StatABench: Dataset and Framework for Evaluating Statistical Analysis Capabilities of LLMs
Researchers introduced StatABench, a comprehensive benchmark for evaluating LLMs' statistical analysis capabilities across 434 questions and tasks. Evaluations reveal significant performance gaps, with GPT-5.1 achieving only 68.6% accuracy on closed-ended questions and top agent frameworks scoring 61.86% on complex modeling tasks, exposing persistent weaknesses in tool-grounded reasoning and methodological decision-making.
StatABench addresses a critical evaluation gap in LLM development by providing the first large-scale, multi-format benchmark for assessing statistical analysis proficiency. The benchmark's dual-component design—combining 404 structured questions across 18 statistical topics with 30 real-world modeling challenges from professional competitions—reflects the breadth and complexity required for practical statistical work. This comprehensive approach matters because statistical analysis underpins decision-making across finance, healthcare, research, and data science, making reliable LLM performance essential for enterprise adoption.
The research builds on growing recognition that existing LLM evaluations oversimplify complex cognitive tasks. Prior benchmarks focused narrowly on knowledge recall rather than applied reasoning, tool integration, and methodological judgment. StatABench's inclusion of multiple question formats and LLM-as-Judge validation protocols represents methodological rigor that the field needs as LLMs move from prototype to production systems.
The performance results carry significant implications for organizations considering LLM deployment in analytical roles. A 68.6% ceiling for GPT-5.1—the field's leading model—suggests that autonomous statistical analysis remains unreliable, requiring human oversight and verification. The 6-8 percentage point gap between top commercial and open-source models highlights the competitive advantage maintained by larger players, though open-source models' 60%+ performance suggests viable alternatives for resource-constrained teams.
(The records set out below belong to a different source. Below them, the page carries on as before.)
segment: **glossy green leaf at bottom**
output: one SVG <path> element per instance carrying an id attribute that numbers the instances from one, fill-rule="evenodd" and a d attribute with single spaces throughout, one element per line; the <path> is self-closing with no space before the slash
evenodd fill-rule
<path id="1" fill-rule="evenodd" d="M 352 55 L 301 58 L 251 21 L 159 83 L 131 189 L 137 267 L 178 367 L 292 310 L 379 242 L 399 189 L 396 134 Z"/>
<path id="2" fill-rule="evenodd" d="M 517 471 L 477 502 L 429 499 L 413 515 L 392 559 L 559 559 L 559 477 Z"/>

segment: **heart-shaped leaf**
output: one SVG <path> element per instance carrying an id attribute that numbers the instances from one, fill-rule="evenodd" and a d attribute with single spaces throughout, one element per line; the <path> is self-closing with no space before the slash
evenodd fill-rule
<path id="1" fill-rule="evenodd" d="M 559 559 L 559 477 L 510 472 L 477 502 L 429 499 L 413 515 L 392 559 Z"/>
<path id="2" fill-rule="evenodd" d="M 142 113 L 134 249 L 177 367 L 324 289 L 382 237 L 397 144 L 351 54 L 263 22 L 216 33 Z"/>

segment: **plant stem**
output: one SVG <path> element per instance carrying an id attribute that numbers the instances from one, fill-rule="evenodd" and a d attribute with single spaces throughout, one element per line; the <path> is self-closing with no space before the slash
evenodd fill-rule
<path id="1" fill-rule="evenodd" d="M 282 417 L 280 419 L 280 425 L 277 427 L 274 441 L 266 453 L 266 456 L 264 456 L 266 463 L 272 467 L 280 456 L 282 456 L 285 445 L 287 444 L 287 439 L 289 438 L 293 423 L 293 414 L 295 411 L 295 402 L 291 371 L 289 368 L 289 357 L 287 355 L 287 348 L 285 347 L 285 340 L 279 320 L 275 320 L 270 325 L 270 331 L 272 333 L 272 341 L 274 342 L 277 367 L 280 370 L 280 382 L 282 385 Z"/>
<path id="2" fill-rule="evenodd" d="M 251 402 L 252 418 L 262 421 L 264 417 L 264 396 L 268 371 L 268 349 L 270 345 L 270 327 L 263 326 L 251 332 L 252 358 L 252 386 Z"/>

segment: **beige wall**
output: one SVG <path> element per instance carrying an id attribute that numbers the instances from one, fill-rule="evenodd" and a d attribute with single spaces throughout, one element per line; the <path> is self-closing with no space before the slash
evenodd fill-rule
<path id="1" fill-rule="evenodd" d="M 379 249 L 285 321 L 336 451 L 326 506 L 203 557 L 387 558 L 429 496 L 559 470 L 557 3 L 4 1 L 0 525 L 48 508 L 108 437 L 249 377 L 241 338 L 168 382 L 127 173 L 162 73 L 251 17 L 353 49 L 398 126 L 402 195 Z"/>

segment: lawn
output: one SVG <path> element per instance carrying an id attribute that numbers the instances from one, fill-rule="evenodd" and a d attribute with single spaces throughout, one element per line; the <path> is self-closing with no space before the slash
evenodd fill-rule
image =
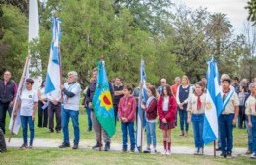
<path id="1" fill-rule="evenodd" d="M 8 116 L 8 115 L 7 115 Z M 7 119 L 7 126 L 9 125 L 9 117 Z M 81 134 L 81 139 L 96 139 L 96 136 L 94 132 L 87 132 L 87 115 L 83 108 L 80 109 L 80 115 L 79 115 L 79 124 L 80 124 L 80 134 Z M 161 130 L 158 127 L 156 128 L 157 131 L 157 142 L 159 145 L 162 145 L 162 134 Z M 70 122 L 70 136 L 72 139 L 73 136 L 73 129 Z M 188 137 L 180 137 L 180 129 L 179 126 L 172 130 L 172 144 L 176 146 L 193 146 L 194 145 L 194 139 L 193 139 L 193 131 L 192 127 L 190 125 L 189 128 L 189 136 Z M 7 132 L 7 136 L 9 137 L 10 132 Z M 238 129 L 235 128 L 234 132 L 234 147 L 247 147 L 247 132 L 246 129 Z M 13 138 L 21 138 L 22 133 L 21 130 L 19 134 L 16 136 L 14 135 Z M 145 136 L 146 137 L 146 136 Z M 37 118 L 35 121 L 35 138 L 62 138 L 62 133 L 48 133 L 47 128 L 38 128 L 37 127 Z M 121 143 L 122 141 L 122 133 L 120 128 L 120 122 L 117 122 L 116 126 L 116 134 L 112 138 L 112 142 L 114 143 Z M 145 140 L 146 141 L 146 140 Z"/>
<path id="2" fill-rule="evenodd" d="M 0 154 L 0 164 L 8 165 L 80 165 L 80 164 L 255 164 L 255 160 L 239 156 L 234 159 L 214 158 L 210 156 L 176 155 L 161 156 L 160 154 L 138 154 L 122 152 L 98 152 L 92 150 L 71 149 L 9 149 L 7 153 Z"/>

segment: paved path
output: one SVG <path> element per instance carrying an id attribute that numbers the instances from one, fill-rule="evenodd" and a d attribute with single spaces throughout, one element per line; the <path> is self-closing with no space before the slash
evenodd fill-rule
<path id="1" fill-rule="evenodd" d="M 6 141 L 8 139 L 6 138 Z M 11 142 L 6 142 L 8 147 L 20 147 L 23 142 L 22 138 L 12 138 Z M 95 145 L 95 140 L 81 140 L 79 143 L 80 149 L 91 149 L 93 145 Z M 35 138 L 33 142 L 34 148 L 58 148 L 58 146 L 62 143 L 61 139 L 46 139 L 46 138 Z M 111 143 L 112 151 L 121 151 L 122 145 L 119 143 Z M 158 146 L 157 150 L 161 152 L 162 146 Z M 213 145 L 205 147 L 205 155 L 213 156 Z M 194 148 L 189 146 L 175 146 L 171 147 L 171 151 L 174 154 L 193 154 Z M 246 152 L 246 148 L 234 148 L 233 156 L 244 155 Z M 217 156 L 220 155 L 221 152 L 217 152 Z"/>

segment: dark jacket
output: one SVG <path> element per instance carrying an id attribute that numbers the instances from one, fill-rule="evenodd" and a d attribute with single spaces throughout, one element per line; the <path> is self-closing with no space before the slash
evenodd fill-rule
<path id="1" fill-rule="evenodd" d="M 163 118 L 165 118 L 167 120 L 167 122 L 175 122 L 175 113 L 177 111 L 177 103 L 176 100 L 173 96 L 169 96 L 169 110 L 167 111 L 167 113 L 163 112 L 163 97 L 160 97 L 159 101 L 158 101 L 158 114 L 159 114 L 159 118 L 161 121 Z"/>
<path id="2" fill-rule="evenodd" d="M 0 102 L 8 103 L 14 99 L 17 93 L 17 85 L 13 80 L 10 80 L 7 84 L 3 80 L 0 80 Z"/>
Looking forward, organizations should expect incremental LLM improvements in statistical capability but anticipate continued reliance on human domain experts for critical analyses. The research signals growing investment in specialized evaluation frameworks that measure real-world applicability rather than benchmark gaming, indicating the field's maturation toward production-grade standards.
- →StatABench introduces the first comprehensive benchmark combining 404 closed-ended questions and 30 open-ended modeling tasks to evaluate LLM statistical analysis capabilities.
- →Even GPT-5.1 achieves only 68.6% accuracy on structured statistical questions, indicating significant limitations in current LLM reliability for analytical work.
- →The benchmark reveals persistent gaps in tool-grounded reasoning, methodological decision-making, and end-to-end statistical modeling across all tested LLMs.
- →Open-source models reach 60.6% accuracy, demonstrating viable alternatives though maintaining notable performance gaps compared to commercial leaders.
- →Results suggest LLMs cannot yet function autonomously for critical statistical analysis, requiring continued human expert oversight in production environments.